Professor Yaghi is the Founding Director of the Berkeley Global Science Institute. He is also the Co-Director of the Kavli Energy NanoScience Institute and the California Research Alliance by BASF.

His work encompasses the synthesis, structure and properties of inorganic and organic compounds and the design and construction of new crystalline materials. He is widely known for inventing several extensive classes of new materials termed metal-organic frameworks (MOFs), covalent organic frameworks (COFs), and zeolitic imidazolate frameworks (ZIFs). These materials have the highest surface areas known to date, making them useful in clean energy storage and generation. Specifically, applications of his materials are found in the storage and separation of hydrogen, methane, and carbon dioxide, and in clean water production and delivery, supercapacitor devices, proton and electron conductive systems.

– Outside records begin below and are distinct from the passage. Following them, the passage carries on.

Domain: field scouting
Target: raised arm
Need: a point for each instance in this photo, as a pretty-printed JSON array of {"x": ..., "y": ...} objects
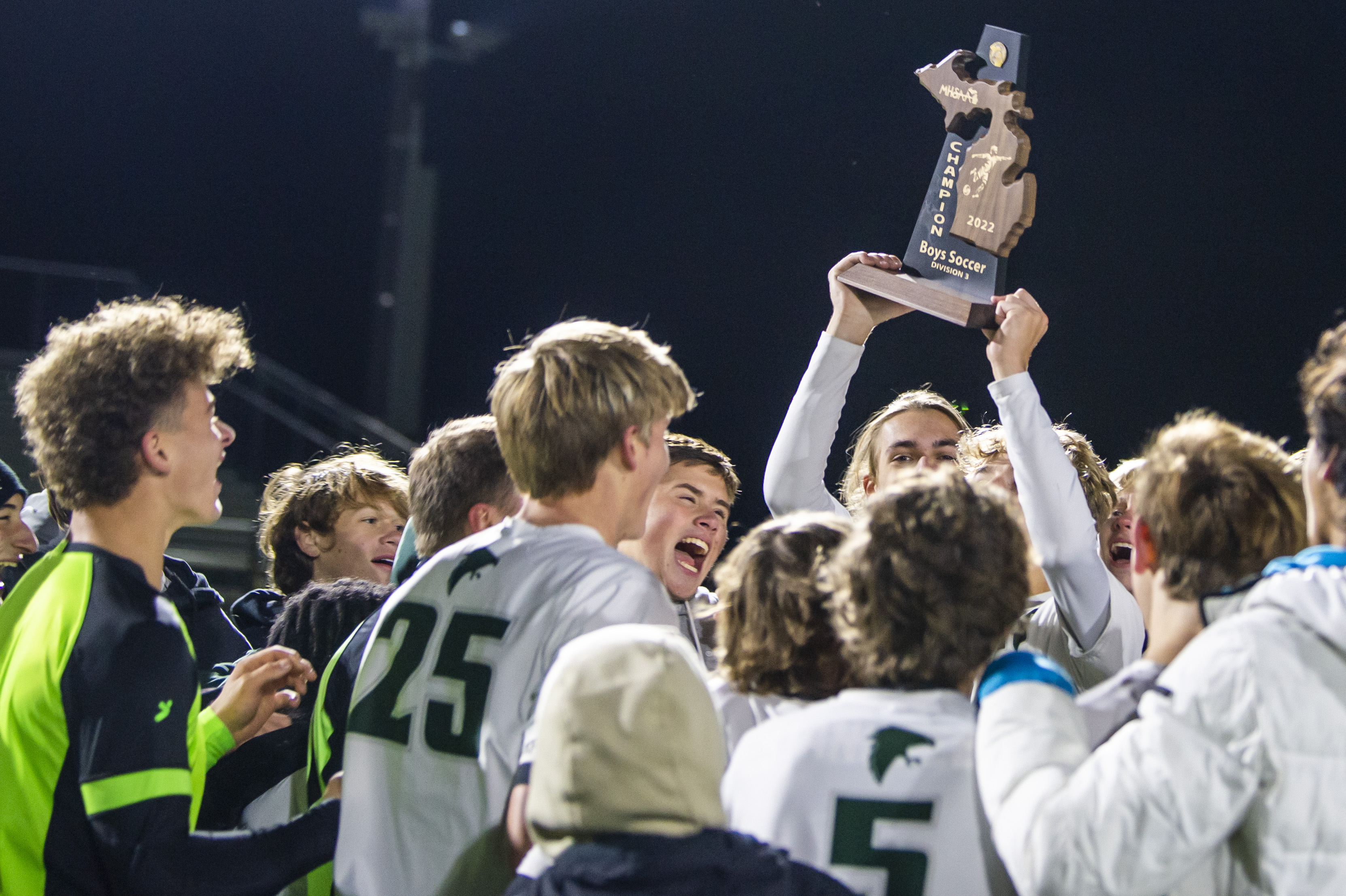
[
  {"x": 1055, "y": 507},
  {"x": 1139, "y": 813},
  {"x": 799, "y": 458}
]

Professor Evelyn Wang MITEvelyn Wang — Gail E. Kendall Professor of Mechanical Engineering at MIT and associate head of the Department of Mechanical Engineering 

Professor Wang joined the MIT faculty in 2007. Wang is an internationally recognized leader in phase change heat transfer on nanostructure surfaces. As a researcher, one of her main focuses has been developing more efficient energy and water systems. Wang’s work on solar cells that create cheap and continuous electricity by converting heat into focused beams of light was named as one of MIT Technology Review’s 10 Breakthrough Technologies of 2017.

She is a professor and director of the Device Research Laboratory at MIT. She was appointed associate head of the Department of Mechanical Engineering (MechE) in 2017. She has served as co-chair for MechE’s Strategic Planning Committee and the MechE Lincoln Laboratory Task Force.